When I started reading The Return of the Butterfly, I remember being amazed and thinking: This is Pakistani literature? This is Pakistani literature. Moni Mohsin’s book may be typed in English, but it’s written in so much more.
Do not be fooled by the heels on the cover or the seemingly illiterate, housewife narrator: this is a serious story about politics. Moni Mohsin’s writing is full of translated Urdu expressions, Urdu phrases written in transliteration, and such a beautiful Pakistani butchering of the English language, that I am in awe. As a writer, this book makes me brave, and here’s why. It tells me not to try and fit myself into expectations of what and especially how an English-writer should write.

As a teacher of the English language I have been saying this for years: stop trying to speak ‘correct’ English and start using English to express your self. You are who you are. You grew up where you did, and your parents did what they did, and there’s no sense – or merit – in trying to hide or change that. That’s what Butterfly does in The Return of the Butterfly. She speaks her English – even when she is saying denuded instead of deluded, and Bangcock (wince) instead of Bangkok – and she does so without apology. She is often politically incorrect, but she is unapologetically herself. And I think we could all learn from this, especially writers writing in a language they are frequently reminded does not ‘belong’ to them.

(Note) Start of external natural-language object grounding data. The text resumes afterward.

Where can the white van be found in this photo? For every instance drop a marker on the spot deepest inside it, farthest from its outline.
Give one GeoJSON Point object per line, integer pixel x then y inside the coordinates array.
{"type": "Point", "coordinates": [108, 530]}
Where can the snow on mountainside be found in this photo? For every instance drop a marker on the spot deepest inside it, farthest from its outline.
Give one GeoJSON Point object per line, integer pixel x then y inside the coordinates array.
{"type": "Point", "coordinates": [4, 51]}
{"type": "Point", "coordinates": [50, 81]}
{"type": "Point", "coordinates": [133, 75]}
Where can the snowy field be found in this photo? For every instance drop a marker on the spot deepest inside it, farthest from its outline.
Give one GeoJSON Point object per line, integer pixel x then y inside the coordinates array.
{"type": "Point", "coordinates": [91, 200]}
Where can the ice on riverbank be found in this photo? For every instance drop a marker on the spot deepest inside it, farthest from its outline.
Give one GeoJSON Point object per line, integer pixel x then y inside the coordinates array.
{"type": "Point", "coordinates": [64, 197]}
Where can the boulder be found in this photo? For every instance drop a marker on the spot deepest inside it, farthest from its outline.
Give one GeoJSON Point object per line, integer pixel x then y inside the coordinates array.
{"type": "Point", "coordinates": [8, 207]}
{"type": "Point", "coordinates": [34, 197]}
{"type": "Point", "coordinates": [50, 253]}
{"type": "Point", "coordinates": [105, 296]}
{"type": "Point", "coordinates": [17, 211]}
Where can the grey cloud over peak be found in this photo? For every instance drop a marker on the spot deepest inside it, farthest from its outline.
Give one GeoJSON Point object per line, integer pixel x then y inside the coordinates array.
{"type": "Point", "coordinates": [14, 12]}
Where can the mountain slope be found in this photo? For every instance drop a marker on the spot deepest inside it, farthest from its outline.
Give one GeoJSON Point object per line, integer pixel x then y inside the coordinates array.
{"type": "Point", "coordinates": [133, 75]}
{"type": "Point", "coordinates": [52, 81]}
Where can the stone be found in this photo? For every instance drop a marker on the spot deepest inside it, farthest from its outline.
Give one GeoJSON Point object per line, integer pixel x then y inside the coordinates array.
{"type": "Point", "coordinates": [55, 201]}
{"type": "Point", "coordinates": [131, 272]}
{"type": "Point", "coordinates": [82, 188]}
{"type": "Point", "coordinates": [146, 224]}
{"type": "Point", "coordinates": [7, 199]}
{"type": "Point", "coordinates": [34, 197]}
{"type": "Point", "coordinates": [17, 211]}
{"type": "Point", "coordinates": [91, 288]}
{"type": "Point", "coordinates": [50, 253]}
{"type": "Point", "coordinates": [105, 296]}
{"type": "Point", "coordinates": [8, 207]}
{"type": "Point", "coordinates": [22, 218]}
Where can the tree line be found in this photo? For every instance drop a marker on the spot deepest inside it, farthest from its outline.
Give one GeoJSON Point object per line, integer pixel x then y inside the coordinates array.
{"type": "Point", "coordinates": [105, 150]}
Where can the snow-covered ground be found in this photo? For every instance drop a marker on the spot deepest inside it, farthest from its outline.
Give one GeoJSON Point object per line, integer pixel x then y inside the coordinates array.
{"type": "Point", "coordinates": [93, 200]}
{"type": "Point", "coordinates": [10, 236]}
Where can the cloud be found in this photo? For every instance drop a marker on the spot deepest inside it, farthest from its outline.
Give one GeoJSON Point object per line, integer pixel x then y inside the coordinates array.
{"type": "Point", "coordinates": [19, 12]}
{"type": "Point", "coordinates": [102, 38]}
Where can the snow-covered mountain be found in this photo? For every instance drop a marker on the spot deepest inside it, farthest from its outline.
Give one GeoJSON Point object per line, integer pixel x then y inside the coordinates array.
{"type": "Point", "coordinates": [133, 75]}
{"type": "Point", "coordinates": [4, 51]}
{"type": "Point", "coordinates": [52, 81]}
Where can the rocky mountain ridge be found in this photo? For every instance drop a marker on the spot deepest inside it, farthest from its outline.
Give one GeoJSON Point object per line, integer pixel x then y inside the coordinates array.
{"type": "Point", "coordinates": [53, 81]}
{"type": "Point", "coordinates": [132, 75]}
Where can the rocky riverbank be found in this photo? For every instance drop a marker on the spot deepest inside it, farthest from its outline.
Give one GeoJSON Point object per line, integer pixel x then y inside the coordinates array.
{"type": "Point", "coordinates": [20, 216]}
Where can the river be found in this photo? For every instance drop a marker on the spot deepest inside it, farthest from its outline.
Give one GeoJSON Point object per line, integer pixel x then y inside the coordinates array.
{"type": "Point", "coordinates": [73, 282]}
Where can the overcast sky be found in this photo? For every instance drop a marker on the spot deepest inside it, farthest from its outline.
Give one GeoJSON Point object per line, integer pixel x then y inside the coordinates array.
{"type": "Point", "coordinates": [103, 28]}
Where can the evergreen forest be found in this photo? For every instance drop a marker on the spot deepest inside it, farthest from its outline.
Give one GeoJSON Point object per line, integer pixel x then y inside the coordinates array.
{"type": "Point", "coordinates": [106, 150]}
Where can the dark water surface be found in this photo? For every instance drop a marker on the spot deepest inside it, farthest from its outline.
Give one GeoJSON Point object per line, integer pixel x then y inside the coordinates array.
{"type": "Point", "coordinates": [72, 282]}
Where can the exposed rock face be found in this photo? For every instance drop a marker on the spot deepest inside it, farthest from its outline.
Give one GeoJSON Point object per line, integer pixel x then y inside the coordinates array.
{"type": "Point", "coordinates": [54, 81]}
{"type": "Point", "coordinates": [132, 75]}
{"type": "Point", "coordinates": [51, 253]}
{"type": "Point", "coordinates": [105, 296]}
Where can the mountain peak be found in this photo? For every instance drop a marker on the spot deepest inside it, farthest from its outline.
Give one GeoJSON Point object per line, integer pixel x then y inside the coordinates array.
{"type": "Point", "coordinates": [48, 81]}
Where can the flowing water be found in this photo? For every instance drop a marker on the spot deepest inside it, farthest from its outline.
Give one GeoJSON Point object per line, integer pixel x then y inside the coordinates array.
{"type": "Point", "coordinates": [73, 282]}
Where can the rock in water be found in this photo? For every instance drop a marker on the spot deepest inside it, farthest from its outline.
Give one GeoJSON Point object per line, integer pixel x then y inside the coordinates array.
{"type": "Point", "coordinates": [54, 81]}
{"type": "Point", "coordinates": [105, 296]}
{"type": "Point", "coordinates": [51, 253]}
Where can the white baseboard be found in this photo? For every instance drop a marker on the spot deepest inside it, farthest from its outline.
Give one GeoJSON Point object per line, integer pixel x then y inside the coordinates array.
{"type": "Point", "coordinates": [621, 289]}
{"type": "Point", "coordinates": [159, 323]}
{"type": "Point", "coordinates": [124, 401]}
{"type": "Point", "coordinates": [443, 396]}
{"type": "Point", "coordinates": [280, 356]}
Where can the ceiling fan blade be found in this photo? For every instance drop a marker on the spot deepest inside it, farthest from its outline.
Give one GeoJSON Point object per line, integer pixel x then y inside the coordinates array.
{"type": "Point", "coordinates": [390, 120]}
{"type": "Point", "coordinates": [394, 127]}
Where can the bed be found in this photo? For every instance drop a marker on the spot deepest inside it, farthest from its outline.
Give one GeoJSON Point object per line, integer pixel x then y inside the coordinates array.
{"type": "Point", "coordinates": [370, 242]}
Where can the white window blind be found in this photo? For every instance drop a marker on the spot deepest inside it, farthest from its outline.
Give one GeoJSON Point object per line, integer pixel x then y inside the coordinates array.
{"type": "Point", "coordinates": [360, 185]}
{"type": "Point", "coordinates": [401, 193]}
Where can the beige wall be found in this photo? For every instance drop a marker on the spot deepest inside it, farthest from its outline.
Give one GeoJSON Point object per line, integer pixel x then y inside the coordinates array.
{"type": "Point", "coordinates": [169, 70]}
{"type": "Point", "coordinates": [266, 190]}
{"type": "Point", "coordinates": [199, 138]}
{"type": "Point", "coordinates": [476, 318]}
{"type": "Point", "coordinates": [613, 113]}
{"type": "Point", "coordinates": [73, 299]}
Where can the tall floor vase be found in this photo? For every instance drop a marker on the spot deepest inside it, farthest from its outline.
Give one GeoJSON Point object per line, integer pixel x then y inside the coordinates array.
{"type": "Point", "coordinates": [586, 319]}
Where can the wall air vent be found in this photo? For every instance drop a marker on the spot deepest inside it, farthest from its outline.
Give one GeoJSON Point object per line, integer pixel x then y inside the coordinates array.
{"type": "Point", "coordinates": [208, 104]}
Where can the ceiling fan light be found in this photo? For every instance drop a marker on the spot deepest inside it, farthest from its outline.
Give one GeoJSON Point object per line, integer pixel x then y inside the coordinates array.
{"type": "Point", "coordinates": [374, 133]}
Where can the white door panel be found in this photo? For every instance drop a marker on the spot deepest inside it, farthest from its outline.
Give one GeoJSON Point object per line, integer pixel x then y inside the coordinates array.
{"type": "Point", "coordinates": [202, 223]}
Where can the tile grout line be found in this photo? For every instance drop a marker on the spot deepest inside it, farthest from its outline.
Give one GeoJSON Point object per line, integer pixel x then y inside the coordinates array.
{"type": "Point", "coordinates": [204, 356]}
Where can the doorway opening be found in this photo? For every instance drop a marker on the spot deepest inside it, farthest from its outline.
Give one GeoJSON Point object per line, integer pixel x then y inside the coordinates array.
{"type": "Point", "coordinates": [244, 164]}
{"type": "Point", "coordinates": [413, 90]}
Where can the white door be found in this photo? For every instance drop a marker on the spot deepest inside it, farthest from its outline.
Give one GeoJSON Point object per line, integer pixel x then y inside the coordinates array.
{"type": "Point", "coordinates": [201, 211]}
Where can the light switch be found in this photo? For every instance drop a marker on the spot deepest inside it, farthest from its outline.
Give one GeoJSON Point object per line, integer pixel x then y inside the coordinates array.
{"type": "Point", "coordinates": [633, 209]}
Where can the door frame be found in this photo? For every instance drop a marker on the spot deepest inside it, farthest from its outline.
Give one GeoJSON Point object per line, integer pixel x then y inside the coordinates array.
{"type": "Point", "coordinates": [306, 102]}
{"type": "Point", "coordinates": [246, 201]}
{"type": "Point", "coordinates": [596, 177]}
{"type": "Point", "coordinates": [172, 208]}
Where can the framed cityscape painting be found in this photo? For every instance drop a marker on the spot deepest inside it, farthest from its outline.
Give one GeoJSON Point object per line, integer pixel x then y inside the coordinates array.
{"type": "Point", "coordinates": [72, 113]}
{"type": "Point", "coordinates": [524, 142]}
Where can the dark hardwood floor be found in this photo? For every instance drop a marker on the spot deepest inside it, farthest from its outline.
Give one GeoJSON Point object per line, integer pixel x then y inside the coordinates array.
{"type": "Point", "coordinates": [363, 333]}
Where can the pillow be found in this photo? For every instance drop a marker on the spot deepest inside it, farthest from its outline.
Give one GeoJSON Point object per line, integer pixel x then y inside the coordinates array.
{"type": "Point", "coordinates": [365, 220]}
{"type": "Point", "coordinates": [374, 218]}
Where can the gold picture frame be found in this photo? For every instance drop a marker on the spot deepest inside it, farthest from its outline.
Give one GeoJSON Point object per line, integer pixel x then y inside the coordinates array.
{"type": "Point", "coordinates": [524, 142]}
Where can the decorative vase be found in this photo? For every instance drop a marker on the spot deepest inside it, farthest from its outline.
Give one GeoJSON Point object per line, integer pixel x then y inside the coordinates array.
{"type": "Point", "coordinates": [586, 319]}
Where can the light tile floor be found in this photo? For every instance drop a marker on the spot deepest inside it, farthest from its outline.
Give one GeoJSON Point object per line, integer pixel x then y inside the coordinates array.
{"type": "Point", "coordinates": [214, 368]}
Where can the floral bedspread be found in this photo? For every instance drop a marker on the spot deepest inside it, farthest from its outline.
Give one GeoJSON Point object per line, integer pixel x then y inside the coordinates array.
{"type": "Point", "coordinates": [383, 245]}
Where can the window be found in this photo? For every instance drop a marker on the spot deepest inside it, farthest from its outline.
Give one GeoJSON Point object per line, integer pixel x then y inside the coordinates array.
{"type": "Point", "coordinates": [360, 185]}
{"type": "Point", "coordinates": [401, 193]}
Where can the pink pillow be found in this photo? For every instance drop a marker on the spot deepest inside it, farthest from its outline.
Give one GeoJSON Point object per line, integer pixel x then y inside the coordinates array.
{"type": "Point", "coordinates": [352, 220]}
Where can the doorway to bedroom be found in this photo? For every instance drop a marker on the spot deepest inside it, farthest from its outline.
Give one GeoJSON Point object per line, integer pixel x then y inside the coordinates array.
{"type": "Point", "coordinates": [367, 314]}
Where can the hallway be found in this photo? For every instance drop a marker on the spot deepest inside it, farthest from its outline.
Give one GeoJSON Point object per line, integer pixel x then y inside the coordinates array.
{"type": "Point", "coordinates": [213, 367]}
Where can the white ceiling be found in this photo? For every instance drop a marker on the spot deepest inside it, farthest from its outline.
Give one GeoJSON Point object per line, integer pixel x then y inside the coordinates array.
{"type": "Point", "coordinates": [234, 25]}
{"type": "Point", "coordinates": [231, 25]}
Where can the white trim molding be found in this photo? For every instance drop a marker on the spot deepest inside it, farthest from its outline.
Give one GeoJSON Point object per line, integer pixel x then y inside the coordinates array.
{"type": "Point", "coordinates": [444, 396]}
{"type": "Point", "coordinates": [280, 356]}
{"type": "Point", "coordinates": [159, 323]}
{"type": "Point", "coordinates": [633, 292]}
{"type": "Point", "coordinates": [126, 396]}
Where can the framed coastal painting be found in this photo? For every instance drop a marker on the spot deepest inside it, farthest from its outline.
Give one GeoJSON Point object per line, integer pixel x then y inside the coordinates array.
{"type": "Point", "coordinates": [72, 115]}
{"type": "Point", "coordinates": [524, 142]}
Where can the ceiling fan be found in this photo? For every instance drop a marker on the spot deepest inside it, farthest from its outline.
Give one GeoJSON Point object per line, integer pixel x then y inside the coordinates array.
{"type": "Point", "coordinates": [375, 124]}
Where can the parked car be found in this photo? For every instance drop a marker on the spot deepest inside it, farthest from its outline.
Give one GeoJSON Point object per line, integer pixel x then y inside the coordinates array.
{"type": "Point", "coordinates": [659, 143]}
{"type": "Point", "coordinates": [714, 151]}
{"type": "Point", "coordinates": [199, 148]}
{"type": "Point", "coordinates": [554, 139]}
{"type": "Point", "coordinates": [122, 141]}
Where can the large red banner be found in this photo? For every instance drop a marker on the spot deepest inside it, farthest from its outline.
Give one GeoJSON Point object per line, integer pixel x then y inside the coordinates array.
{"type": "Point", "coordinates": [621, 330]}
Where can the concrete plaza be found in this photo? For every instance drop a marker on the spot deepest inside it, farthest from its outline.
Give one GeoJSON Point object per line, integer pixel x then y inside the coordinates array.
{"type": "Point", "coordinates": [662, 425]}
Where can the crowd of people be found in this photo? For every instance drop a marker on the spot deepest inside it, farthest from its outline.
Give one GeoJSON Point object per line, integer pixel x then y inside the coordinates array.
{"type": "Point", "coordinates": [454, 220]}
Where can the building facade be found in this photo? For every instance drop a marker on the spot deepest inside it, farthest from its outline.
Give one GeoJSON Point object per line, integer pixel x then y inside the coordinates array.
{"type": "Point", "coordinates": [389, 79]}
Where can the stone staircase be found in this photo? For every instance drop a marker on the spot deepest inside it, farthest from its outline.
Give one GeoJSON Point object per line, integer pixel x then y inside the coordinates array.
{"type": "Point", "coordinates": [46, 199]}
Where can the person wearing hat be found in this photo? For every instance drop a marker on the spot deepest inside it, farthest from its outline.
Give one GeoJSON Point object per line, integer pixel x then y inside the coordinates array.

From this book, I have learnt Urdu, I have learnt about Pakistani English, and of a particularly difficult time in Pakistani history, when religious extremism actually threatened to dominate. I learnt to write brave and being your unique self and not being afraid to write in a form a lot of people would not understand. I learnt that only I decide what belongs to me, and what I belong to. The Return of the Butterfly taught me to stop explaining myself, and for that, Moni Mohsin has my gratitude.